The distinction between an ad exchange and a supply-side platform (SSP) has become muddled as the once disparate but complementary technologies have merged.
Rubicon Project’s description of its offering as an “Advertising Automation Cloud” in its S-1 filed Tuesday underscored that shift and showed how companies originating as SSPs have attempted to shed the label.
The blurring of borders is a sign of market stability, said Alanna Gombert, GM of Condé Nast’s CatalystDesk. “Right now, we’re in the media platform stage,” she said. “We’ve evolved into a more mature market.”
According to Gombert, the difference between ad exchanges and SSPs was primarily important during the ad-tech industry’s infancy, when SSPs existed to support publishers in the confusing ad exchange environment.
“There is a need to call things very specific names. … any time there’s an innovation in the marketplace, and innovations happen quickly in our market because it’s digital and digital moves quickly,” she said.
Certainly the merging of the SSP and ad exchange isn’t new – both Gombert and Gary Sheynkman, director of adm ventures at VICE’s digital shop, Carrot Creative, point out that Google merged the SSP Admeld, acquired in 2011, with DoubleClick Ad Exchange.
The traditional difference may be that exchanges enable transactions, whereas SSPs do the same while also providing more tools to publishers, such as price controls.
But in general, Sheynkman avoids defining ad-tech companies. “If you look at various players over time, most companies in the space will develop a tool set to wedge themselves into the market and then add functionality to serve their clients better.”
He added, “Rubicon might have started as an SSP with the purpose of yield optimization, but once they had enough inventory, migrating to exchange functionality was only natural.”
But the current industry trend in which, in Gombert’s words, “everybody is a media platform” doesn’t please every publisher.
“I personally don’t like it when that happens,” said Michael Persaud, director of programmatic advertising at Wenner Media (the company owns Rolling Stone and Us Weekly, among other titles). Persaud’s issue is that once SSPs, ad exchanges, DSPs and ad networks begin to consolidate, it confuses the issue around who – the advertiser or the publisher – is being catered to.
In Persaud’s experience, the level of service he’s received from the consolidated ad-tech solutions is vastly different from the level of service he’s received from the pure-play SSPs.

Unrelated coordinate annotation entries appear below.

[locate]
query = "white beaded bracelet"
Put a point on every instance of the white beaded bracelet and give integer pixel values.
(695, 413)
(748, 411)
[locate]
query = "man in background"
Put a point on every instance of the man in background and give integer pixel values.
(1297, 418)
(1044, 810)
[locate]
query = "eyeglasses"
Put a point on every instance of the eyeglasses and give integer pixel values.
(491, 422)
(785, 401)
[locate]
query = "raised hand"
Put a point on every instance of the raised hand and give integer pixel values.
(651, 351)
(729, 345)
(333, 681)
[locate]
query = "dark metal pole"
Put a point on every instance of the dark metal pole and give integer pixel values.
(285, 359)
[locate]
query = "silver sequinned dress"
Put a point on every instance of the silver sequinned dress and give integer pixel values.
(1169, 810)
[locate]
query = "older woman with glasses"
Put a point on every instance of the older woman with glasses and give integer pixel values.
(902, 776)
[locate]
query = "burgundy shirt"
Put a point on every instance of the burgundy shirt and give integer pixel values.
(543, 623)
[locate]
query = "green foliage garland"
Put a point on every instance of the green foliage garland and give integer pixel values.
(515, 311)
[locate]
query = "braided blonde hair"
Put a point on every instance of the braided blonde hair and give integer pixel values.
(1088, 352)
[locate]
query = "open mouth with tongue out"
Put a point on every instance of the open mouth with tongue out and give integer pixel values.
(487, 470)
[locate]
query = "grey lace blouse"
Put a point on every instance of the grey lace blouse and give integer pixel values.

“In terms of reporting, certain SSPs will have limited reporting because they have to cater to the buy side,” he explained. “Maybe the buy side opted out of having their data in there. And certain rules and certain yield-management tools aren’t available because they have to cater to the entire ecosystem, rather than when you cater to just the sales side of it, you can have more tools that are advantageous to the publisher.”
Persaud also posited that smaller publishers tend to get inferior service compared to large online publishers like The New York Times or NBC. “Your clout is important in terms of what gets transacted,” he said.
Despite Rubicon’s expansion in the ad-tech ecosystem, Persaud said he’s gotten “amazing” customer service from the company both at Wenner Media and at his previous job at The Wall Street Journal. “I would assume no matter where Rubicon goes, they would continue to have great features,” he said.
Of course, Persaud’s expectations reflect his view on Rubicon – one that might cause Rubicon CEO Frank Addante to bristle: “I see them as a yield-management tool, an SSP where I can have inventory and do more than just buy and sell it.”